Újmecsekaljai stadion
- Interactive map of Újmecsekaljai stadion
- Location: Pécs, Hungary
- Operator: Pécsi MFC
- Capacity: 7000
- Surface: Grass
- Field size: 105 x 68 m

Construction
- Opened: 1955

Tenants
- Pécsi MFC Hungary national football team

= Stadion PMFC =

Football stadium in Pécs, Hungary

Stadion PMFC is a UEFA Category 1 football stadium in Pécs, Hungary. It is currently used for football matches and is the home stadium of Pécsi MFC. The stadium is able to hold 7,000 people and was opened in 1955.
The stadium used to be referred to as "PMSC stadion" due to the old name of the local team, and sometimes referred to as "Újmecsekaljai stadion", which is derived from the name of the district, where the stadium is located.

==History==

The history of the stadium, as well as the history of the football club is closely related to uranium mining in Pécs.

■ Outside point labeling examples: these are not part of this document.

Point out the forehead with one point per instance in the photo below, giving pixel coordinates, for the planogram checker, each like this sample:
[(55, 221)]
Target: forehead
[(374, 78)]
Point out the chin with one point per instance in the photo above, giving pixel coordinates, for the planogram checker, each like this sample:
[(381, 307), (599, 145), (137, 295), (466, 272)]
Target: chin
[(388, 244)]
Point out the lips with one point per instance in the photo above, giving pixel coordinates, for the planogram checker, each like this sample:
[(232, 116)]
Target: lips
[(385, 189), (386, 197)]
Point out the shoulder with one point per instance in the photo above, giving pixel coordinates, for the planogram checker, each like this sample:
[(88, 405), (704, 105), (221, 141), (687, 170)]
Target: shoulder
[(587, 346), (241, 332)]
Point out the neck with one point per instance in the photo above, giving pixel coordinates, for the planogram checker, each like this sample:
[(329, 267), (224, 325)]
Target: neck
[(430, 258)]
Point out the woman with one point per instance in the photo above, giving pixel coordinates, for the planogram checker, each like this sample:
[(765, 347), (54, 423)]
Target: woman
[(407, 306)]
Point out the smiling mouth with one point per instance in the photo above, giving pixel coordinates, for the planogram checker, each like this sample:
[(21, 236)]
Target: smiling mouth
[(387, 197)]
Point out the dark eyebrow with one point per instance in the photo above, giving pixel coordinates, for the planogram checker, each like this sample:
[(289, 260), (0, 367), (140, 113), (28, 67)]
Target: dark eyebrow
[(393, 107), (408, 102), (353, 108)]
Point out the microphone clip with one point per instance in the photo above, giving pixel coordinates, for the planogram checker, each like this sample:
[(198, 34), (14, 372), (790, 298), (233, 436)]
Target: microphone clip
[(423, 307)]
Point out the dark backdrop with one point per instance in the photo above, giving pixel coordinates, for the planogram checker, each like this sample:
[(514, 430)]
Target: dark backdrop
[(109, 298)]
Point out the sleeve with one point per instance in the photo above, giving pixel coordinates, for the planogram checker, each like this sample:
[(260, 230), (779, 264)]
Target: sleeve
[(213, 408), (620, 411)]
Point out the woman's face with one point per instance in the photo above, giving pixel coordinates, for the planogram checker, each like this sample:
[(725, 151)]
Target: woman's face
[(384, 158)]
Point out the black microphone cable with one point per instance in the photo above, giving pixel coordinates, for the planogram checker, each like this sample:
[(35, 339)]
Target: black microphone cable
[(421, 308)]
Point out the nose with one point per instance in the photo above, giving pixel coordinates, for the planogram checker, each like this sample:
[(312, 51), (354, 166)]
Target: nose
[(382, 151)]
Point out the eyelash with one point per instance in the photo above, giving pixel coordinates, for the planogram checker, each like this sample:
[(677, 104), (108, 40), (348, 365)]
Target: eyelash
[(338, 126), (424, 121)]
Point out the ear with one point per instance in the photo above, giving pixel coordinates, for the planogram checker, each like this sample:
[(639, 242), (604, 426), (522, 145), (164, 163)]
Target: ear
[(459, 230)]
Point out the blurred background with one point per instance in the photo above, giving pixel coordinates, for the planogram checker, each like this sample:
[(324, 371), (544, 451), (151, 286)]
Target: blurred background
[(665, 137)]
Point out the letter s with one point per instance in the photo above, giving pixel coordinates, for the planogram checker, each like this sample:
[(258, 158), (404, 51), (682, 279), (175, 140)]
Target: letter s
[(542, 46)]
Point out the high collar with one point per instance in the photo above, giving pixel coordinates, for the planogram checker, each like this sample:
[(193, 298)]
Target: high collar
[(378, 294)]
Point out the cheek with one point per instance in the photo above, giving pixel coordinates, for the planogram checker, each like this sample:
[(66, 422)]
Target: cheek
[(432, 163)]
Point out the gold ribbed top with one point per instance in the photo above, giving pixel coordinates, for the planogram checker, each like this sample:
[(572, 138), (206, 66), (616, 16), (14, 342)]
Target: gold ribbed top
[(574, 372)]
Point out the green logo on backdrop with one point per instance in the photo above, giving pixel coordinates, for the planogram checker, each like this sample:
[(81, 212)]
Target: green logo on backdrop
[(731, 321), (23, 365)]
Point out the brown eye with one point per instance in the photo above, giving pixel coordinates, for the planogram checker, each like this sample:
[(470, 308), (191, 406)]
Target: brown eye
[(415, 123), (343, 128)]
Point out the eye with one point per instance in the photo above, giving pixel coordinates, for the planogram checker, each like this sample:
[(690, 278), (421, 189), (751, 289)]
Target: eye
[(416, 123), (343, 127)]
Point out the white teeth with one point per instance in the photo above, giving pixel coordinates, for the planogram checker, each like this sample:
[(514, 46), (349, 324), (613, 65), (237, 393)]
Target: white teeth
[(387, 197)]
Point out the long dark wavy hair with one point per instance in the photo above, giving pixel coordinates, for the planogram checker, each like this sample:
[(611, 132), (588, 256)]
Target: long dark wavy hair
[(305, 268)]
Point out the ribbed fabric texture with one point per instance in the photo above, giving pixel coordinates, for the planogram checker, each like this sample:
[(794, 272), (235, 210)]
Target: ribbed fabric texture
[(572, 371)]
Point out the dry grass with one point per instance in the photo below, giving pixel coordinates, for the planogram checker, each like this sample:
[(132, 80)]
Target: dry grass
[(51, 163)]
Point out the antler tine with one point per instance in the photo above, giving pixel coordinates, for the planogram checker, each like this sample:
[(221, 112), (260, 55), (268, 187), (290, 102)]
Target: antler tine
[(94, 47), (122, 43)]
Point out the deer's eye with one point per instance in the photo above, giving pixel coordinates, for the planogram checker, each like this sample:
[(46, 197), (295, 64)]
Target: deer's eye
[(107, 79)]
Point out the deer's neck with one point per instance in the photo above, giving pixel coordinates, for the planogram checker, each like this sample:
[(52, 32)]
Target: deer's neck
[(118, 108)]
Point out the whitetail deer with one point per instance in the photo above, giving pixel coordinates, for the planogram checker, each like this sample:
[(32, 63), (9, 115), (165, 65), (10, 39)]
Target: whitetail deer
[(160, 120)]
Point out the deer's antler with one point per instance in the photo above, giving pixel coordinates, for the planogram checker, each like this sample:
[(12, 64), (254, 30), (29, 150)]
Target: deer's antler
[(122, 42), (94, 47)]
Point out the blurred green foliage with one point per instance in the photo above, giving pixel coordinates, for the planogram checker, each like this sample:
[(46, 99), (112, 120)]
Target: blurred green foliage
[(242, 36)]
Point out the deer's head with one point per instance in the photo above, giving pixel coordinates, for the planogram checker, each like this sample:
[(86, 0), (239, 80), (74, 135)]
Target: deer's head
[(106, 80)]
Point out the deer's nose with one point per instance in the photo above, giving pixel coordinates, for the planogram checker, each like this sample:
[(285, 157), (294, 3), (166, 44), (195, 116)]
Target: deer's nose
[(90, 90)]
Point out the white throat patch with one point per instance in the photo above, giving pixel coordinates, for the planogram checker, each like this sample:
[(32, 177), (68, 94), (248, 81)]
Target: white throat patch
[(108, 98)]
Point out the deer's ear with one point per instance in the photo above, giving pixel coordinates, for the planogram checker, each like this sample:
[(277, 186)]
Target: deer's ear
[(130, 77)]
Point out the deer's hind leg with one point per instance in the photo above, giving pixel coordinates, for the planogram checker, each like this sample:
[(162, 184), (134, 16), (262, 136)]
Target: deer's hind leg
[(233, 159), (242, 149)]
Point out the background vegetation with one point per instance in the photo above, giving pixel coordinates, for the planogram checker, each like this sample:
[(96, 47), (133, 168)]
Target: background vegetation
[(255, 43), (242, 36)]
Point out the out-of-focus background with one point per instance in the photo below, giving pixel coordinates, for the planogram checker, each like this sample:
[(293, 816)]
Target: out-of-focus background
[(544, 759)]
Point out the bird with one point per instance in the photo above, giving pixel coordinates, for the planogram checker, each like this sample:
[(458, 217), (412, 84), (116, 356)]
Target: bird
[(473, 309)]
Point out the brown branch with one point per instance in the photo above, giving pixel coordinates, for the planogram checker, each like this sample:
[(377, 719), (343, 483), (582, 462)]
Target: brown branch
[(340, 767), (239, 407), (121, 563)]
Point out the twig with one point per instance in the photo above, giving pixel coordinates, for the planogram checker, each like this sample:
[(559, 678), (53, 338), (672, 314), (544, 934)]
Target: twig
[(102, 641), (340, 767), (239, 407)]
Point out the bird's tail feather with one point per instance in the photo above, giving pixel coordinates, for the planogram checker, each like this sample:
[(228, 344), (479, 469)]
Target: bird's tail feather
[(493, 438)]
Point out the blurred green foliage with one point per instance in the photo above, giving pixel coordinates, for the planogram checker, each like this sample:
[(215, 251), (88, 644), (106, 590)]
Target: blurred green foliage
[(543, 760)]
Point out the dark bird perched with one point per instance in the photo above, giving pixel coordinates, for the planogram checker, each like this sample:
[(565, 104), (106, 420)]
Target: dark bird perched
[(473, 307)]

Due to the mining of this mineral, a whole new district was built in the western edge of the city in order to provide accommodation to the miner, and their families. This new part of the city is called Uranium City (Uránváros in Hungarian), and along with the apartments, theaters, sport complexes and parks were built, too. The building of a new football stadium was also part of this program.